We have a thorough approach at M&C Saatchi Mobile which is anchored in a rigorous data analysis process to look for suspicious patterns in the data – very low eCPC’s or high click to install rates, for example. This is powered by the reporting solutions offered by the mobile measurement partners (e.g. Tune) where the findings are then shared as part of our partnership with suppliers. Simply put, it is key to have a robust process in place underpinned by technology.”
As advertisers and agencies become more alert to the risk of ad fraud and better at detecting it, they have started to refuse payment and blacklist business when there is evidence of fraud.
Some ad platforms are now offering money-back guarantees but this is met with some skepticism by peers.

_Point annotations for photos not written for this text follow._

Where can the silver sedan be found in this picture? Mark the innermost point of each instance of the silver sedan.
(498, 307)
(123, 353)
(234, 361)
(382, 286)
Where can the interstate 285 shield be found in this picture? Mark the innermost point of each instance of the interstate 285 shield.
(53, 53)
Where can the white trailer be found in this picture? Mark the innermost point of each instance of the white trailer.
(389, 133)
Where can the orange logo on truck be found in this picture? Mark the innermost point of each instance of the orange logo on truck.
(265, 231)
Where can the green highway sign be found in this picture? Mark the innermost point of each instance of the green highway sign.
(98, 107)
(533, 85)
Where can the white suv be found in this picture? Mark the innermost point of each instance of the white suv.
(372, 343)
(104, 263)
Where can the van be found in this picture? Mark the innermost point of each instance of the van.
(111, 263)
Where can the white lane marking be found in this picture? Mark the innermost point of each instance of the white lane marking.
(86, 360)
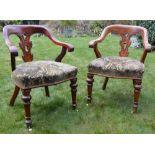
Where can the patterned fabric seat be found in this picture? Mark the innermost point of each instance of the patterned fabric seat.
(121, 67)
(42, 73)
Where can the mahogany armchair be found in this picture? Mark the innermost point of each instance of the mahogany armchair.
(119, 66)
(34, 74)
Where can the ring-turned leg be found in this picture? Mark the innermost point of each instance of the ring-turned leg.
(47, 91)
(105, 83)
(137, 90)
(14, 96)
(90, 81)
(73, 86)
(26, 97)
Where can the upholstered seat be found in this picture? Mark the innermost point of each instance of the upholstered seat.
(114, 66)
(42, 73)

Gavin Stirrat Managing Director at Voluum, a performance tracking solution:
“There are many companies that offer post-impression analytics or cash back guarantees. We believe this is an unacceptable compromise that continues to line the pockets of fraudsters and further damages mistrust in the medium.

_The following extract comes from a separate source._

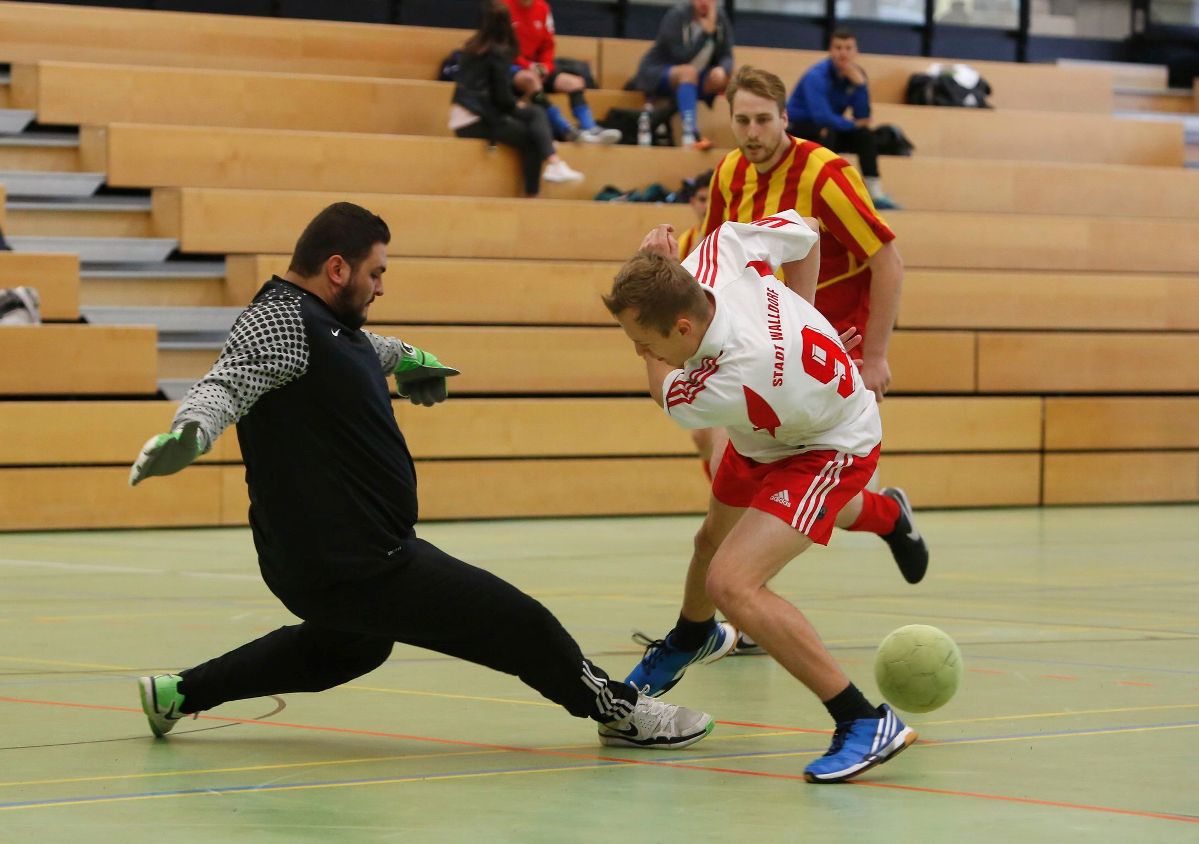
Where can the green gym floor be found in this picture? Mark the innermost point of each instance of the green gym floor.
(1078, 718)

Our recommendation to agencies and brands is to demand high standards of their buying platform partners such as the pre-bid filtering of inventory for fraud, as we do at Voluum.”
Step 7. Rethink how you purchase mobile media and measure ROI
As mobile ad fraud has become increasingly clever, advertisers have moved away from pay per click/cost per click CPC to more sophisticated cost-per-acquisition (CPA) (e.g. pay-per-subscription) or cost-per-app-installation (CPI). But ad malware is increasingly capable of filling out forms or downloading applications to compromised devices or to a mobile emulator.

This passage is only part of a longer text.